This article is part of RioOnWatch‘s series on Memories of Favela Power, which documents and celebrates the history of Rio de Janeiro’s favelas through narratives and reports from residents’ collective memory, in their daily struggle to lead fulfilling lives. It also marks Brazil’s 23rd National Museum Week, celebrated from May 12-18, 2025, themed “The Future of Museums in Rapidly Changing Communities,” proposed by the International Council of Museums (ICOM). We publish this piece in celebration of a groundbreaking favela memory initiative: the Maré Memory Network. This initiative culminated in the founding of Brazil’s first favela community museum, which continues influencing social museology in the city to this day: the Maré Museum.
Inauguration of the Dona Orozina Vieira Archive.

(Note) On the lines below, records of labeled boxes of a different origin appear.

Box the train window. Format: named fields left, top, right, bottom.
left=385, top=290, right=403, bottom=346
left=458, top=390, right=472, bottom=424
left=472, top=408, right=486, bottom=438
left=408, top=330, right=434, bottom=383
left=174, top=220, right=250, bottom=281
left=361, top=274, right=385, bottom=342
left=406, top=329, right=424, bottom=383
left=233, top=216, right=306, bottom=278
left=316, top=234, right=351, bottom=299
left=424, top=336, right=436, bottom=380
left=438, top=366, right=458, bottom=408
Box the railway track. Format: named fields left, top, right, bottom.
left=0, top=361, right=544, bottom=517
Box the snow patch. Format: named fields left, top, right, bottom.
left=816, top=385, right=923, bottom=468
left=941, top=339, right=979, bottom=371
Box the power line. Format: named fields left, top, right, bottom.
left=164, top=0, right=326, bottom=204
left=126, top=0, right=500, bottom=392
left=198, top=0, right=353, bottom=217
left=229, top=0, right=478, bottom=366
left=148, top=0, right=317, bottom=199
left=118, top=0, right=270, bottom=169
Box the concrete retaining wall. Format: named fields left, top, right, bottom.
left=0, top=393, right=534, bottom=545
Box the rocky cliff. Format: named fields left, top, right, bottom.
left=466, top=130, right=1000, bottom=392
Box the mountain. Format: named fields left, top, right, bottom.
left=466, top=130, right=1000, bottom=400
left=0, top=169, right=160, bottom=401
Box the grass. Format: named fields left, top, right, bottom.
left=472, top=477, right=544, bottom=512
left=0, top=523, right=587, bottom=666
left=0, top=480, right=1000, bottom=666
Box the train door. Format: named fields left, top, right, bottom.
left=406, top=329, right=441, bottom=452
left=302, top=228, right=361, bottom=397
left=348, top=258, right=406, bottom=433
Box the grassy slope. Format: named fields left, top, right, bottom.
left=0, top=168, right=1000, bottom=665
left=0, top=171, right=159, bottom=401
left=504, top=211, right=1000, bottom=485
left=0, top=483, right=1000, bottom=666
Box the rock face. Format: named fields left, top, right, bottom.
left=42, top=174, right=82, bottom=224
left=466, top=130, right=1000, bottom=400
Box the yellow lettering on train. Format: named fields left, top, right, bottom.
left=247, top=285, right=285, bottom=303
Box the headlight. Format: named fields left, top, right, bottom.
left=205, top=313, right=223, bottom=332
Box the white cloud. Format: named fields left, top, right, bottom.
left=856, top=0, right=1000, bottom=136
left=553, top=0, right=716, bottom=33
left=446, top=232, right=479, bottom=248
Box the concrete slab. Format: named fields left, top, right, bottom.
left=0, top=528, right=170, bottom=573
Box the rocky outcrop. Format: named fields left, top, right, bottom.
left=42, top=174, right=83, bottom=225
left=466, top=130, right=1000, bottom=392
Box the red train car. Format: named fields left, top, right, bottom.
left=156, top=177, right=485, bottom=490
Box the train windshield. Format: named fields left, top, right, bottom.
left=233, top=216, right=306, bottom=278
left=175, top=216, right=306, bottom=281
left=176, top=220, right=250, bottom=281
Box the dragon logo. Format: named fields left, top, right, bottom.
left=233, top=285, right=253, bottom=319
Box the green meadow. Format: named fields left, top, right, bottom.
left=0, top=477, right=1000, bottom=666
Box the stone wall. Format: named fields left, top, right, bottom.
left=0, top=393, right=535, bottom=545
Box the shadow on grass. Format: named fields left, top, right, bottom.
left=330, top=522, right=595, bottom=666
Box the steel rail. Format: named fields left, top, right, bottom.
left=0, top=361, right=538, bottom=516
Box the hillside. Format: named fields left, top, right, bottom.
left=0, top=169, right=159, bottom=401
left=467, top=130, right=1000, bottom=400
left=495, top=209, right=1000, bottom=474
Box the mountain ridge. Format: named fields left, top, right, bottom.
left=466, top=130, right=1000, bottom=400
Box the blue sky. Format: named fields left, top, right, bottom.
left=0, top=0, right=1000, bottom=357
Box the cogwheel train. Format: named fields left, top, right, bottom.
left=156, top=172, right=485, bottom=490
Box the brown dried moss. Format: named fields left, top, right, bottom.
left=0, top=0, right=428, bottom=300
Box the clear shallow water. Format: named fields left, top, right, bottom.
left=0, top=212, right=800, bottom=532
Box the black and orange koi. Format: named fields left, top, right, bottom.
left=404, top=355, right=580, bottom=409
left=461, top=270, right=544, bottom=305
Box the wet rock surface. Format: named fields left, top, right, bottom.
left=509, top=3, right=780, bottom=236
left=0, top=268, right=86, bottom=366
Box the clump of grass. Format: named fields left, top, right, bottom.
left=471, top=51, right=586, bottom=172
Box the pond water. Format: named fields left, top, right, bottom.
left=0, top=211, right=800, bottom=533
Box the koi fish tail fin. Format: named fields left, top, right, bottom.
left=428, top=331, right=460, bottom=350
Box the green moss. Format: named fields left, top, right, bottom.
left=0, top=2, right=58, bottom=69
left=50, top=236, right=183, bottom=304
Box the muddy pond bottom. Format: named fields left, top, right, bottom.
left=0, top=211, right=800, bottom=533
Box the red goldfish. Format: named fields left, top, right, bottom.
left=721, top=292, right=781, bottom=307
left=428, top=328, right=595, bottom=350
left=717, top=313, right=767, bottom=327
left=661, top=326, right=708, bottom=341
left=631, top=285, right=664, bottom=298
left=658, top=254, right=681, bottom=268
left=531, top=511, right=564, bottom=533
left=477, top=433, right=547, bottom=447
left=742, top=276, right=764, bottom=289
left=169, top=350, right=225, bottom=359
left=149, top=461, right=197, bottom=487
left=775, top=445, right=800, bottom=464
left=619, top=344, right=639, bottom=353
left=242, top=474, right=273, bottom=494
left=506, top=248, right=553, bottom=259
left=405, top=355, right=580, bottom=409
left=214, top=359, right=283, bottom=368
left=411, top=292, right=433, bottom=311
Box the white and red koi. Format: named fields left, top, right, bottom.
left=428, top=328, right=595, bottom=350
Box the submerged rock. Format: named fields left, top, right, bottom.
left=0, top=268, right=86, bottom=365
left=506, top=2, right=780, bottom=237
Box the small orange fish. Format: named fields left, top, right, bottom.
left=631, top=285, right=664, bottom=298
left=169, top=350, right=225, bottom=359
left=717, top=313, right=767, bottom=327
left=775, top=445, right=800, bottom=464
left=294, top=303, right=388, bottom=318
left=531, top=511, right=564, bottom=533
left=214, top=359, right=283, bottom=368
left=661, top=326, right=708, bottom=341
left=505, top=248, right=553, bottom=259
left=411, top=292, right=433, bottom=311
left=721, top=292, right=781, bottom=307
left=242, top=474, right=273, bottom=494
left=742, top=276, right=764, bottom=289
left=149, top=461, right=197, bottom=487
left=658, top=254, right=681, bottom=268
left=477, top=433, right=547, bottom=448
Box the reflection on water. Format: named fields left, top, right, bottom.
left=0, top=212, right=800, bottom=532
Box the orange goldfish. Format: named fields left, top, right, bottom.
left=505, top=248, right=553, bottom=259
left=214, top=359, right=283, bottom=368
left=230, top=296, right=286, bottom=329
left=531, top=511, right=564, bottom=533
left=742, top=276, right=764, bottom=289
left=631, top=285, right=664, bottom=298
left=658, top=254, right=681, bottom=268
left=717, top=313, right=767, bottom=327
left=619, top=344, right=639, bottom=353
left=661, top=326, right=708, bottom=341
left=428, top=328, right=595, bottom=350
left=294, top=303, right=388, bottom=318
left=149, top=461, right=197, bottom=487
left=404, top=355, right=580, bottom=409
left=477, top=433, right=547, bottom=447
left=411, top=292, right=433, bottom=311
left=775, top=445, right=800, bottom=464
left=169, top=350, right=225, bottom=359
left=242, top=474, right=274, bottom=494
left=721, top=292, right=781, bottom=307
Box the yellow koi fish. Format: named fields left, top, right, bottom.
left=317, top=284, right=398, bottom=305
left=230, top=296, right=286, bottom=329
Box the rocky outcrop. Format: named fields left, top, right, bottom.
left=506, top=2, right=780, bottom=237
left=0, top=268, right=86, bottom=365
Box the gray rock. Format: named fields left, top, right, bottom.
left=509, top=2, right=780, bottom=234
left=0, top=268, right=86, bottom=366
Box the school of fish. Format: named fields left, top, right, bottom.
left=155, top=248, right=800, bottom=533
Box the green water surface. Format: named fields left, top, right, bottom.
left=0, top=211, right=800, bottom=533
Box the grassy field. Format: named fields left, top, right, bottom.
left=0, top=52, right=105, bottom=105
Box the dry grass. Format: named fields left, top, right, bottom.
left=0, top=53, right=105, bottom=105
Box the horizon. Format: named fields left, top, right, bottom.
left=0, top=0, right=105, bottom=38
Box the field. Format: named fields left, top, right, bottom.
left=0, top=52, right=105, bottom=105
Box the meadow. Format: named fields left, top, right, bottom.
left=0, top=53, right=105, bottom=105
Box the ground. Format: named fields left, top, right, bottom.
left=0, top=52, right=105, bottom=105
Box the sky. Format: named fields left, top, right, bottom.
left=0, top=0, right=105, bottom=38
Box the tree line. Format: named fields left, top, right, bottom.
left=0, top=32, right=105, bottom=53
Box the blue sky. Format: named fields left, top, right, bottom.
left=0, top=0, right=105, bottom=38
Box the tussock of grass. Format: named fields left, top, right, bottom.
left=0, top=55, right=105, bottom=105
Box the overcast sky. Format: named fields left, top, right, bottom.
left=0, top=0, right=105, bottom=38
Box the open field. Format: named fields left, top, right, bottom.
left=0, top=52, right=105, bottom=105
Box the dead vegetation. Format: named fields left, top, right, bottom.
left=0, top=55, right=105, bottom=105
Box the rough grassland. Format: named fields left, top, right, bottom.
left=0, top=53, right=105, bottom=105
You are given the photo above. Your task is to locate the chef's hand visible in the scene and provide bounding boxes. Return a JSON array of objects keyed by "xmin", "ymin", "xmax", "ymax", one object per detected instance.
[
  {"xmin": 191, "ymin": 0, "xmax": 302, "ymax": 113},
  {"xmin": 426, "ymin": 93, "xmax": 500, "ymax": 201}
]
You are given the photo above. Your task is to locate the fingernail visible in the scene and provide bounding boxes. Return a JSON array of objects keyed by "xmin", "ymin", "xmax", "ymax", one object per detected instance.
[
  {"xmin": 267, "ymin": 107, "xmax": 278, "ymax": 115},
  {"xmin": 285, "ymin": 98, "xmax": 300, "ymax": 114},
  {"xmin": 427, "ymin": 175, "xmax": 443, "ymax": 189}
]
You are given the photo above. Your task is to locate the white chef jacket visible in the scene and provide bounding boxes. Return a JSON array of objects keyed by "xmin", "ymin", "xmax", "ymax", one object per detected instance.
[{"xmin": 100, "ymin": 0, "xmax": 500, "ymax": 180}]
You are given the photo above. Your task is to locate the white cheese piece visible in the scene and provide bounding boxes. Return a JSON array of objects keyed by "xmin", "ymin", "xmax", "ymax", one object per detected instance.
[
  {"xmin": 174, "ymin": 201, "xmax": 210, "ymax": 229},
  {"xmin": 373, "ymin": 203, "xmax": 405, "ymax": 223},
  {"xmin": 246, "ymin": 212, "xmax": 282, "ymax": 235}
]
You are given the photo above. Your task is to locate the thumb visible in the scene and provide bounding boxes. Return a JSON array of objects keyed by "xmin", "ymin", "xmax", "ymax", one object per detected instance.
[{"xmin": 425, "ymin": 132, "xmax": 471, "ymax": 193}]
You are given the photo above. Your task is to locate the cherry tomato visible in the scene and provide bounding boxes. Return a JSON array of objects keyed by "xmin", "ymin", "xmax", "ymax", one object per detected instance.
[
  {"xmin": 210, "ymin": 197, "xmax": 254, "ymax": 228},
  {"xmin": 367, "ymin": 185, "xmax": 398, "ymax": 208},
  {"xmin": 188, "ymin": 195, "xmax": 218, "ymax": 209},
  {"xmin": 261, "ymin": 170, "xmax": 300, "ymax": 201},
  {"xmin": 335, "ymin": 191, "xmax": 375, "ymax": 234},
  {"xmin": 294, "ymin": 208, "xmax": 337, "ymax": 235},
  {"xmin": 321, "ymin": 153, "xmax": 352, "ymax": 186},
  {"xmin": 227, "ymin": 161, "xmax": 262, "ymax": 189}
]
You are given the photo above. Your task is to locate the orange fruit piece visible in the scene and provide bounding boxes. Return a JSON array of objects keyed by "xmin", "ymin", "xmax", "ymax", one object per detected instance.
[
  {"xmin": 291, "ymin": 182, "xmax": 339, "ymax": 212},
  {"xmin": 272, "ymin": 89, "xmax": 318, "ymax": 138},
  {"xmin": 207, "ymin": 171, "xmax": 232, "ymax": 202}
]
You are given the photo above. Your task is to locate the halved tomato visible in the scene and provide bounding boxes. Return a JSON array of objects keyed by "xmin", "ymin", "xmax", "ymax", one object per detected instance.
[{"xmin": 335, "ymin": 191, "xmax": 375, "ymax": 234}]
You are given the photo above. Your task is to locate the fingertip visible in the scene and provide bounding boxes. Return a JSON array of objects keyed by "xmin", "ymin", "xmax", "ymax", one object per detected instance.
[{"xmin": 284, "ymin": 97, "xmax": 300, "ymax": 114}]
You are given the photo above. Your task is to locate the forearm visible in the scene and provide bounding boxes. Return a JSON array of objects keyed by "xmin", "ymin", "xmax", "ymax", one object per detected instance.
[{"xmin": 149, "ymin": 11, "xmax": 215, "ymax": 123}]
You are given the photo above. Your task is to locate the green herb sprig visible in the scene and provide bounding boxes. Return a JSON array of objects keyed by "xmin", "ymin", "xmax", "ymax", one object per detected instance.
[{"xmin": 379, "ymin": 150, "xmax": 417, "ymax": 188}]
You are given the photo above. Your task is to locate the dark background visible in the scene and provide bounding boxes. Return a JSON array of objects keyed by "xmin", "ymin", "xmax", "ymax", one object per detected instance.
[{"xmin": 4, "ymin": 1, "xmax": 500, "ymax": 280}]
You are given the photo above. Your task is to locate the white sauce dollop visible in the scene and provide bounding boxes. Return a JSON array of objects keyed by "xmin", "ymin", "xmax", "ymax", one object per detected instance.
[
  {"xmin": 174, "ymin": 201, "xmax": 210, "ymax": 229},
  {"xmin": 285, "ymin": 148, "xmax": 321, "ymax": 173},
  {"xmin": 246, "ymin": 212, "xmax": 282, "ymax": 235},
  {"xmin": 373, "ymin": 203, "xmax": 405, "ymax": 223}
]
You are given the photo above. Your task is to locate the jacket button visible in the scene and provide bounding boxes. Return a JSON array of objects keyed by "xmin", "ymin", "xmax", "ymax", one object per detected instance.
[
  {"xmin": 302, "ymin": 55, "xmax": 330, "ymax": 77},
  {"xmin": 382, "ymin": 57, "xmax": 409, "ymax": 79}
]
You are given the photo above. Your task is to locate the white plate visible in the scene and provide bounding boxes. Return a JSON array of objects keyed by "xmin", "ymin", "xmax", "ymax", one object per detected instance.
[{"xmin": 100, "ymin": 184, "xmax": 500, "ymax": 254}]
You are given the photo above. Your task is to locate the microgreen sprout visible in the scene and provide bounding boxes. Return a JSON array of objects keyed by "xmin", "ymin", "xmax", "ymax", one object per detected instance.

Photo: ADOV/Maré Museum – CEASM archive
Created in the late 1990s, the Maré Memory Network was a pioneer in preserving the history and cultural identity of Complexo da Maré, a group of 16 populous favelas in Rio de Janeiro’s North Zone. It left a lasting legacy through key initiatives, such as the Dona Orosina Vieira Archive (ADOV), which to this day fosters a sense of belonging among residents with their community. The Maré Memory Network remained active until 2007, when it was absorbed by the establishment of theMaré Museum.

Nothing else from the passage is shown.